20 Job got to his feet, ripped his robe, shaved his head, then fell to the ground and worshiped:

 21 Naked I came from my mother's womb,
   naked I'll return to the womb of the earth.
God gives, God takes.
   God's name be ever blessed.
 22 Not once through all this did Job sin; not once did he blame God.

This is truly amazing. The first thing he does in his mourning is worship God. He praises God. This demonstrates his incredible faith in God. And if Job worshiped, after all these awful sufferings, then we, with our smaller sufferings, should most certainly follow his example.

Matthew 13: 1-23

The Harvest parable is perfect to accompany Job because it is a story of how suffering in our lives sheds light on what our faith is like.

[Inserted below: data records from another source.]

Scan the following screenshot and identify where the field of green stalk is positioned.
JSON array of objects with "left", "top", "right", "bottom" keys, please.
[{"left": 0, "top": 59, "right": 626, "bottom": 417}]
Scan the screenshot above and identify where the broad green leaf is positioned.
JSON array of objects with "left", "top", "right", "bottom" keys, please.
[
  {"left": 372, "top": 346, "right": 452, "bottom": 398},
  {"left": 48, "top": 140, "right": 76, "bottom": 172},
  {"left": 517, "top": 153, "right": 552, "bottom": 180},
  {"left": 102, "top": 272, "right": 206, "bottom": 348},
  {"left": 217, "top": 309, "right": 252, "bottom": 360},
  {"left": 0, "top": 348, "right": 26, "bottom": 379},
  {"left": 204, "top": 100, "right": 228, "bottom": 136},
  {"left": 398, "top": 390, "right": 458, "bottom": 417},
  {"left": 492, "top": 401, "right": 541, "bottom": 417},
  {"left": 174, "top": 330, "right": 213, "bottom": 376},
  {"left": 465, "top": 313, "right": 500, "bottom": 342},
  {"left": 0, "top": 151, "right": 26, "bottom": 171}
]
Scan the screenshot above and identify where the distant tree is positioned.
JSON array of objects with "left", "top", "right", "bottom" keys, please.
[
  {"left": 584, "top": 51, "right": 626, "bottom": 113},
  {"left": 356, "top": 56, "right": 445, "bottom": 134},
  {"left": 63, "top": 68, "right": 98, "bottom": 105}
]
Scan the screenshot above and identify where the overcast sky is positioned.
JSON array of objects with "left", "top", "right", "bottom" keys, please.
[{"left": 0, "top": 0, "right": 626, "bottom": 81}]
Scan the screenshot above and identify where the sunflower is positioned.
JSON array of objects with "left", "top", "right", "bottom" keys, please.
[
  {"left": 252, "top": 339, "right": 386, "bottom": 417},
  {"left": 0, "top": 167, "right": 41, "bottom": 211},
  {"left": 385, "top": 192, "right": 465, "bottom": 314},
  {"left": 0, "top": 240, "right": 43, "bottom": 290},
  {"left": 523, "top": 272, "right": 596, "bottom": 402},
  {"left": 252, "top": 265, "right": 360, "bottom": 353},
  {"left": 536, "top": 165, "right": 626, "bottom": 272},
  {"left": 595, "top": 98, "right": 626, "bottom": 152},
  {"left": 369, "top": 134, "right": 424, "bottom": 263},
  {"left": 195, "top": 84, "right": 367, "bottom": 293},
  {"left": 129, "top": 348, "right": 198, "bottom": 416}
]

One of the other things to note about the Harvest story is that it demonstrates that we are not responsible for anyone else's faith/salvation. This is the whole idea of "You can lead a horse to water, but you cannot make him drink." We can, and should, share the truth of Jesus. We can be the light of the world. We can tell the good news, but we cannot determine how it will be received or what people will do with it.

1 comment:

  1. I have been thinking about this post for the past week. I have been working a lot in order to save up money before my hours got cut for school. I found myself first lamenting the fact that I had to work so much, and then lamenting the fact that I could not work as much in addition to having to start school. I mean, how silly and ridiculous is that?

    I remember Job's story and I remember what it means to really, actually suffer. I remember that I have my friends, my family and my health. I remember that I am fortunate enough to have a steady job at all, and that I am extremely fortunate enough to be able to pursue a higher education. There is stress involved with undertaking these pursuits simultaneously, but it pales, oh how it pales, in comparison to how incredibly blessed I actually am. Whenever I begin to let the bad attitude of a coworker get to me, or begin to be swayed by the idea that I am anything less than blessed, I remember Job's story, and this post, and remind myself of how wrong I am.

    I remember this when others are lamenting about their own problems as well, which, while I'm sure they are irritating to those people, seem slight in comparison with the bigger picture.

    Coming to terms with the idea that I am not responsible for the salvation of others was somewhat difficult for me when I was younger. My grandfather, who was a preacher for some time, often spoke in his sermons about how we as Christians are responsible for spreading the word of God. My grandpa was so fiery and so passionate in all of his sermons that I could not help but take him anything less than absolutely seriously. I thought it was my obligation to spread the message and that if I was not listened to, the fault was in how I had tried to speak to that person. As I grew older, I realized that's not the case, and that their decision is not ultimately on my shoulders. I've wondered if that's something that other young Christians struggle with, and I think it's something that some Christians do struggle with even at older ages; but, I think that, ultimately, the worst thing we can do as Christians is try to shove the idea of God down someone's throat and force them to believe. I see people attempting to do that sometimes, and it just sends shivers up my spine. What an awful of idea of God and Christians to leave with somebody.